Update your script like shown below to increase scraping speed to avoid making requests for images:
# ...
# creates an instance of the chrome driver (browser)
driver = webdriver.Chrome(
# seleniumwire options
seleniumwire_options={},
)
def request_interceptor(request):
# block image assets
if request.path.endswith(('.png', '.jpg', '.gif')):
request.abort()
driver.request_interceptor = request_interceptor
# hit target site
driver.get('https://www.scrapingcourse.com/ecommerce/')
body = driver.find_element(By.TAG_NAME, 'body')
print(body.text)
# ...
Conclusion
In this tutorial, we covered the fundamentals of working with Selenium Wire. Now, you know:
- How to perform requests with Selenium Wire.
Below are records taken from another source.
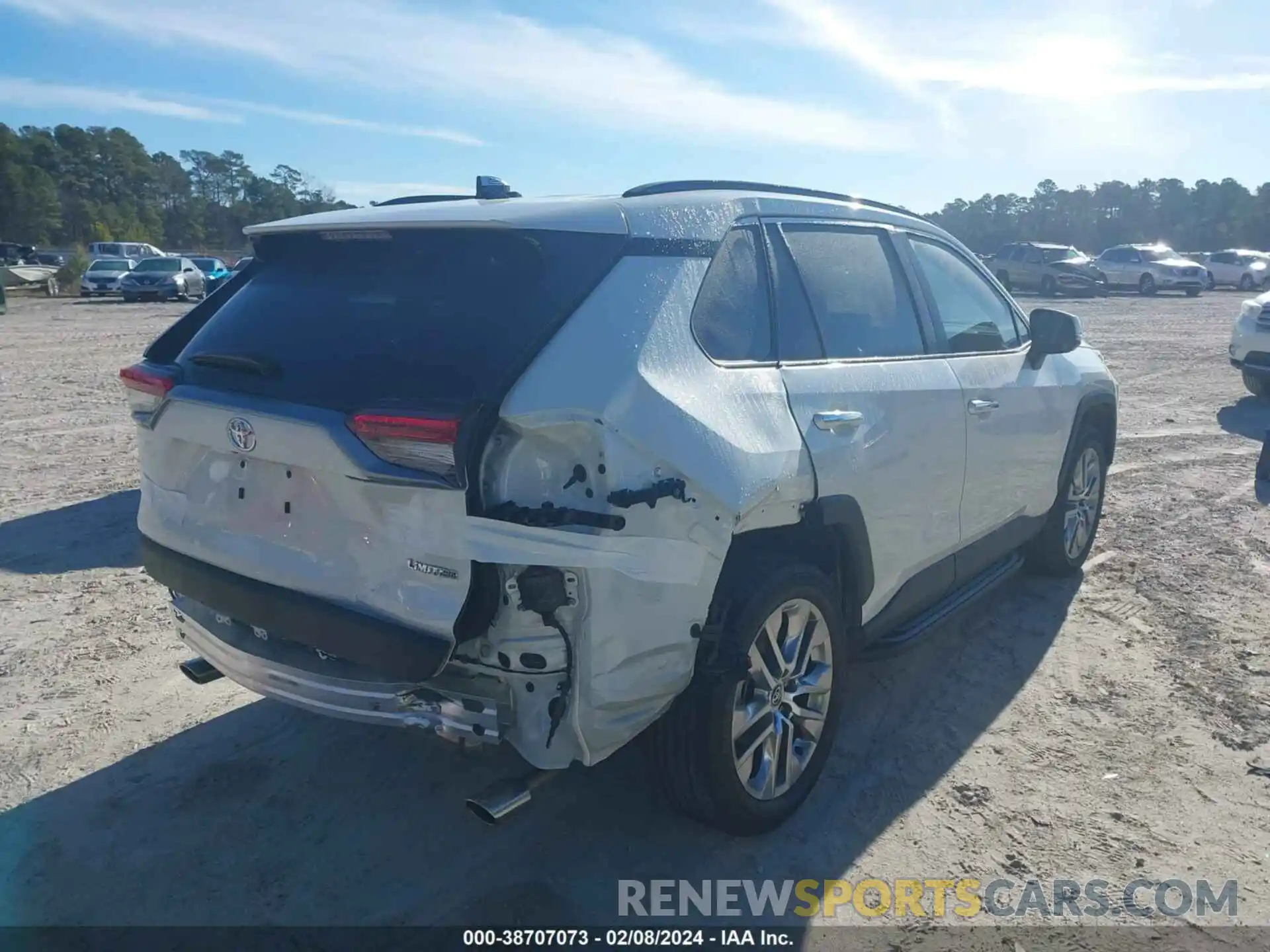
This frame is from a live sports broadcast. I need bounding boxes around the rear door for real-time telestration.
[766,219,966,629]
[138,227,625,650]
[908,233,1076,582]
[1208,251,1240,284]
[1097,247,1124,286]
- How to use premium proxy and its benefits.
- How to customize headers in Selenium Wire.
- How to integrate Undetected ChromeDriver and a better alternative.
- How to optimize Selenium Wire.
You can visit the official documentation to learn more about it.
Although the library helps intercept and modify network requests and responses, as well as simulate different scenarios, it doesn't work well on sites with advanced bot detection. A more trustworthy Selenium Wire alternative is ZenRows. Sign up for a free trial today!
Frequent Questions
What Is The Difference between Selenium and Selenium Wire?
The difference between Selenium and Selenium Wire is that base Selenium is a tool for automating web browsers, while Selenium Wire is a Python library that extends the headless browser functionality. It allows the interception and manipulation of network traffic.